Terminé dejando el boxeo y empecé a practicar de nuevo el deporte de equipo con amigas. Jugamos partidos de fútbol, de baloncesto, de pádel, de voleibol. Algunos deportes no los había practicado nunca; otros me llevaron al patio del colegio y a las competiciones en el instituto. Si conseguir coincidir en una fecha tantas personas parecía un milagro, los días de partido los celebrábamos como si hubiéramos ganado antes siquiera de empezar. Qué felicidad en el salto al aro, en el choque contra el suelo al intentar parar un gol, en cada punto fallido al pádel. Todas riendo, abonadas al aplauso a la rival, levantando hacia el aire agotadas las cervezas de después.
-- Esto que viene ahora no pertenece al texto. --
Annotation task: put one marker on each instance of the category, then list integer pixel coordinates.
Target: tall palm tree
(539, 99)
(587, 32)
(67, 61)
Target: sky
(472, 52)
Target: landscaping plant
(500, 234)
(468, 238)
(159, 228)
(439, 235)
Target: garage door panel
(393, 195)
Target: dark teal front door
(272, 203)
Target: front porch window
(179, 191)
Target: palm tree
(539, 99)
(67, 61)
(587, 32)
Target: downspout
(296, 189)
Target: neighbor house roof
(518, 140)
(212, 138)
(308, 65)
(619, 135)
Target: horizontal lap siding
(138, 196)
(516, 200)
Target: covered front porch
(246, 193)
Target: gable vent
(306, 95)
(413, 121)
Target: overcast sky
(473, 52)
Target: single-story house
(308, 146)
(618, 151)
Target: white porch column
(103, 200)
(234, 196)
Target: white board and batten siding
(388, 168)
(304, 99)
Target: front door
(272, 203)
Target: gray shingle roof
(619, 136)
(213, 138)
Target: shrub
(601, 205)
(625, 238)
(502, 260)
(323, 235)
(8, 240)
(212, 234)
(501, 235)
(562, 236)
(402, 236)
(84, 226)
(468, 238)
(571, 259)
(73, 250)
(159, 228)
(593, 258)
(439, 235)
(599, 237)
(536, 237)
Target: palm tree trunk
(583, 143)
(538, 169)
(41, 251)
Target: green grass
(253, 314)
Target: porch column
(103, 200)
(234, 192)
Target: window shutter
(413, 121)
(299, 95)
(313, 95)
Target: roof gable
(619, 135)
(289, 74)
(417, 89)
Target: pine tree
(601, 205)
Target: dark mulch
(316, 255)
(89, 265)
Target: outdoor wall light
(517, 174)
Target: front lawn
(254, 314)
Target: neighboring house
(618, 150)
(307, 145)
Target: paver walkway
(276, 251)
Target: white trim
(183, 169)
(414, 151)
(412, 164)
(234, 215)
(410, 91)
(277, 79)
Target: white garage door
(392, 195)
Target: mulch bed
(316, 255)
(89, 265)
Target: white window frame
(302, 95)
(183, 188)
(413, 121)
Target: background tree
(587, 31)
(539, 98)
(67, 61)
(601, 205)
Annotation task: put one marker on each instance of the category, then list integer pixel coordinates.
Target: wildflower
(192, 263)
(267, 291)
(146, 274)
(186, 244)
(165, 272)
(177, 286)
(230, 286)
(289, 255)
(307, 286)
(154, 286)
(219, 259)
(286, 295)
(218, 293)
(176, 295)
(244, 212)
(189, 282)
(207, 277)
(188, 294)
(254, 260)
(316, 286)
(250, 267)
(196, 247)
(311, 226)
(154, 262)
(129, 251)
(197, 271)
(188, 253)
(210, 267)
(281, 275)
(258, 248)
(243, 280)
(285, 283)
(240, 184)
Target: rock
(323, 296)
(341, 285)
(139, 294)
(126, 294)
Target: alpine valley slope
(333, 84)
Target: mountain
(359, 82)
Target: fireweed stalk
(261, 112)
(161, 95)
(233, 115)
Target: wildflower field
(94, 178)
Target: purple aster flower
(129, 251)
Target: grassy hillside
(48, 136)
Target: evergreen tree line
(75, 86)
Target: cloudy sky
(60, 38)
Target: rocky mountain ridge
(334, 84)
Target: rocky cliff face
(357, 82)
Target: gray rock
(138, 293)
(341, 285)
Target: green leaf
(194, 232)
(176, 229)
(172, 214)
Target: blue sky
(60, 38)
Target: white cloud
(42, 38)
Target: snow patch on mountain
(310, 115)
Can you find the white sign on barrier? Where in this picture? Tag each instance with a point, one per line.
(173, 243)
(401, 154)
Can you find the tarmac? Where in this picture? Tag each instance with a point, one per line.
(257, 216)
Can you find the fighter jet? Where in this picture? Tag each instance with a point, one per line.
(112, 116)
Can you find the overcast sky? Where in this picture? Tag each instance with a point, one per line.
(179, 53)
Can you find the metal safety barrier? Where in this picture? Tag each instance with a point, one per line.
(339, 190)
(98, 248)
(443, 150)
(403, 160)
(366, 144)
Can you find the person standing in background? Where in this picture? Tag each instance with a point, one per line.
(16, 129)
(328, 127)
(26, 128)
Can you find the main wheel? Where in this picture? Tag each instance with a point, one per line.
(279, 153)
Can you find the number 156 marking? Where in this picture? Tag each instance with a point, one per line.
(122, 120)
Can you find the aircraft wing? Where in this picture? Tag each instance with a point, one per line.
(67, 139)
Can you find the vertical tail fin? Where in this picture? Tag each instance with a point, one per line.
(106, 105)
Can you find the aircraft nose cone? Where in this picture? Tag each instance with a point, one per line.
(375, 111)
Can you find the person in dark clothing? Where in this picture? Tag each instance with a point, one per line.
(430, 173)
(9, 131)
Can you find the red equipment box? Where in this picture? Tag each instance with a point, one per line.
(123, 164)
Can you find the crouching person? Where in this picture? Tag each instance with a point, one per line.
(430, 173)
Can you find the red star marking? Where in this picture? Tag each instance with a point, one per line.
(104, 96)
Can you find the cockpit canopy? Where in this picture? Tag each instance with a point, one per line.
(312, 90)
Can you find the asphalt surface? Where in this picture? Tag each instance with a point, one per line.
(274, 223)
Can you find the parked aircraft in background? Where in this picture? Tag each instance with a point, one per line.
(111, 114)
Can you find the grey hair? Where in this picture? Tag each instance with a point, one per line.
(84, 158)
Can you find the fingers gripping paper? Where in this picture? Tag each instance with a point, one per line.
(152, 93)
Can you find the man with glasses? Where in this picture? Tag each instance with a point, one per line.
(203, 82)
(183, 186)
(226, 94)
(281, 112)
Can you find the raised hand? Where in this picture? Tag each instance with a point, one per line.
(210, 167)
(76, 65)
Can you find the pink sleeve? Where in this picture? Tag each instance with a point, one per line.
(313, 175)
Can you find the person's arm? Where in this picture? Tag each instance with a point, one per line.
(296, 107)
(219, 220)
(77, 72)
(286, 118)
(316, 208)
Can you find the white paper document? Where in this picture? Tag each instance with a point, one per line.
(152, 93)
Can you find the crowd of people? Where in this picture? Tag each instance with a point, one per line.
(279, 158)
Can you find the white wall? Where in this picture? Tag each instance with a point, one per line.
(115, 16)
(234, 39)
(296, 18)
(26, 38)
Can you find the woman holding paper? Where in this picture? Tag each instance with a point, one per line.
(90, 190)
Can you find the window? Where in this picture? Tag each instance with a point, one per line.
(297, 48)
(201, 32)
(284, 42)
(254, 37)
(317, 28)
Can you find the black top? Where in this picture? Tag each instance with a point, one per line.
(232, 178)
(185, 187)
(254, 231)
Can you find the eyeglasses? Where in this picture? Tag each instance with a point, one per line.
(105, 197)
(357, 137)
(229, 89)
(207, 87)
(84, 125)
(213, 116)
A pesar de que ir atrás es prácticamente imposible, yo vuelvo a ser una niña los días de partido. Eso fue: coger todo el aire del mundo e inspirarlo con fuerza.
Ahora llevo unos meses yendo al gimnasio todas las semanas. Echo un rato de la mañana o de la tarde y dejo allí todo lo que me pesa en la cabeza y en el cuerpo. Lo que hago en el gimnasio es diferente: es un paisaje amplio y yo decido qué dibujar en él. Me pongo los auriculares y escucho 'Hoy por Hoy' o 'La Ventana' o recupero algún podcast.
Las voces de otros siempre me ayudaron a concentrarme mejor. Hago distintas rutinas con el objetivo de poder dar a mis perros paseos cada vez más largos y mantener a raya las analíticas que me van rozando los talones. No hago otra cosa que cuidar de mi salud haciendo cosas que me gustan: ansío la vida y quiero disfrutarla. Y mientras lo hago, aprendo de las mujeres que me rodean. Hay algunas cuyos cuerpos son fuertes, tienen los músculos más marcados que vi jamás y los trabajan con un orgullo que deseo. Levantan muchos kilos sin aspavientos y presumen de una fortaleza que, intuyo, las hace imbatibles. Hay otras cuyos cuerpos son menos musculados y desprenden la misma fuerza, la misma honra, la misma belleza. Y hay otras cuyos cuerpos son muy jóvenes o ancianos y, por un rato, se encuentran haciendo lo mismo en el mismo espacio con la misma entrega y la misma constancia. Las observo y, mientras aumento las repeticiones de una serie porque hoy me veo capaz, siento que me gustaría muchísimo tenerlas en mi equipo.
Lo que estoy aprendiendo del deporte se parece a lo que aprendo de algunas personas. La capacidad de superación es una de ellas. El consentimiento de hacer cosas por y para una misma sin remordimiento y su benévola recompensa es otra igual de importante. El deporte, sin duda, me empuja a sacar lo mejor de mí. Cojo aire. Lo suelto. Sigo adelante.